NEW HIGH-PRECISION GEOCHRONOLOGY OF THE CENOZOIC SEDIMENTARY PERIPHERAL ROCK SEQUENCE, NORTHERN OLYMPIC PENINSULA, WA: IMPLICATIONS FOR BASIN FORMATION FOLLOWING OCEANIC PLATEAU COLLISION
Recent U-Pb zircon geochronology has indicated that the stratigraphically lowest part of the Tofino-Juan de Fuca basin is <45 Ma and postdates Siletzia’s accretion to North America. We present a new suite of detrital zircon geochronology (N=10, n=2360) from these rocks and integrate results with new and existing sedimentologic observations. These data suggest that continentally-derived sediment (Blue Mountain Unit; BMU) flooded the basin immediately prior to and following (Aldwell Fm.) a major period of basaltic volcanism (lower Crescent Fm.). We interpret the BMU to represent a period of marginal rifting that occurred <10 Myr after Siletzia’s accretion. The BMU is overlain by fine-grained, deep-water deposits of the Aldwell Fm., which has a zircon age spectra characteristic of southern Vancouver Island and the Coast Mountain Batholith (CMB).

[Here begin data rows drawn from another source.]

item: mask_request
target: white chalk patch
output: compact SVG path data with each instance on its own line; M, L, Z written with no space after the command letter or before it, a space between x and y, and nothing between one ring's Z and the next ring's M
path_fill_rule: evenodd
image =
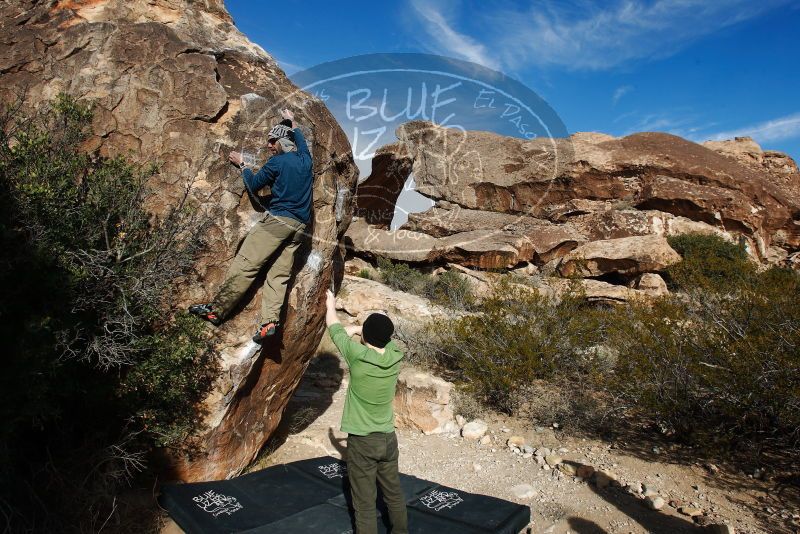
M316 273L320 272L322 270L322 254L312 250L306 260L306 266Z
M261 348L261 345L254 341L248 341L244 347L239 350L239 353L236 355L236 359L239 363L250 360L253 356L256 355L258 350Z
M266 99L255 93L247 93L246 95L242 95L240 100L242 102L242 109L247 109L247 106L255 104L256 102L264 102Z
M250 152L242 152L242 162L248 167L255 167L256 166L256 156L255 154L251 154Z
M336 222L342 222L342 217L344 216L344 200L347 198L349 190L340 187L336 190Z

Following Aldwell deposition, there is an influx of boulder-cobble conglomerates (Lyre Fm.) into this deep-water setting, which is likely tectonically driven. A significant change in provenance then appears in the overlying Hoko River Fm., with a unimodal peak age population of 51-53 Ma. The zircon age spectra become more characteristic of the southern CMB and southern Vancouver Island once again in the overlying late Eocene to early Oligocene Makah Fm.
High-precision U-Pb zircon geochronology of interbedded volcanic rocks is ongoing and will provide more precise depositional ages for this sequence. We discuss the significance of marginal rifting and the changing provenance of Eocene sedimentary rocks in the Tofino-Juan de Fuca basin within the context of migrating triple-junctions and the possible northward translation of the Yakutat terrane during this time.